GPACK  -  general input/output package


Author:   Sergey Esenov
               HERA-B Collaboration
               ITEP-Moscow
               Russia

Introduction


GPACK is an attempt to replace existing ARTE I/O based on ZEBRA FZ package.   ZEBRA FZ package is used in HERA-B collaboration for storing events (data records of variable length).

The package pretends to be an layer between ARTE and UNIX operating system and is oriented to the needs of the ARTE.

The authors used experience and common ideas of H1 FPACK design: (FPACK - fortran based I/O package used by H1 collaboration )

    - machine-independent format of data files
    - index of data records
    - record selections

The implementation of GPACK is completely different:

 o  No physical records of fixed length with its internal structure.

    FPACK file is a sequence of blocks of fixed length.  The logical records
    (events) reside over physical records.  To support logical record spanning
    across physical records, each physical record has internal descriptors.
    All this was needed for supporting IBM mainframes to provide package
    portability.  Now this solution was treated as obsolete and time consuming.

 o  No network support ( for the time being ).

    For the time being, network support by I/O package is not a first priority
    task for collaboration.  It is foreseen that an access to the data will be
    provided by system mechanisms: NFS, AFS, etc.

 o  Supporting the data transmission between processes on one computer through
    the shared memory.

    It is used a simple (and, therefore, reliable), well known schema for
    transferring events through shared memory, namely, the ring buffer with
    three semaphores to control access to this buffer between different
    "reading" and "writing" processes  concurrently.  One of possible
    applications is a "data logger", the final part of "data taking" chain.

 o  Embedded data compression "on the fly".

    The data have a table structure in the relational database sense.

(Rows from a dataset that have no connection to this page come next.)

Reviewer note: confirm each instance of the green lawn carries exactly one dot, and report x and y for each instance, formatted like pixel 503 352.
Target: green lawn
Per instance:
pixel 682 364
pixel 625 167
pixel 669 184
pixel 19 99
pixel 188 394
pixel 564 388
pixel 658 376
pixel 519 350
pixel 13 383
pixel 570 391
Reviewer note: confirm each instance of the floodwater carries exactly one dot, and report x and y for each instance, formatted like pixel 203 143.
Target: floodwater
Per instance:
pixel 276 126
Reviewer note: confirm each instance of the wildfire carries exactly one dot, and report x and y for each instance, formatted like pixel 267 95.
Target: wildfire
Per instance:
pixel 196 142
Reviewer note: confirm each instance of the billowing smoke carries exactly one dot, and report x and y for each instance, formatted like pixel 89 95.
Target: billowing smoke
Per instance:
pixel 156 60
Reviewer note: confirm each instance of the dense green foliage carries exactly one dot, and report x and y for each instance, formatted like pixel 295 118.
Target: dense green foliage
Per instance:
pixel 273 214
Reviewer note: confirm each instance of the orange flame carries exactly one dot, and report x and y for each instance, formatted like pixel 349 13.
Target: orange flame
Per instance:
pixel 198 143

These
    tables are written on the media along columns, not rows.  It helps to
    apply data type dependent algorithms to the whole column.  For the time
    being, the only method used is "zero bits suppression".  The other methods
    can be applied in near future.

 o  Index files or Event Directory
 
 

            General structure of GPACK
 

   The package is implemented on C++ as a hierarchy of classes.  There are
   2 base classes: 'filestream' class for storing/retrieving  to/from  disk
   files, and 'ringbase' and 'shmstream' for accessing to shared memory.
   The purpose of these classes is to hide the differences between storage
   media inside these classes.  They treat the user data as the "strings" of
   variable lengths and are not interested in the internal structure of that
   "strings" ("string" - a sequence of bytes of some length).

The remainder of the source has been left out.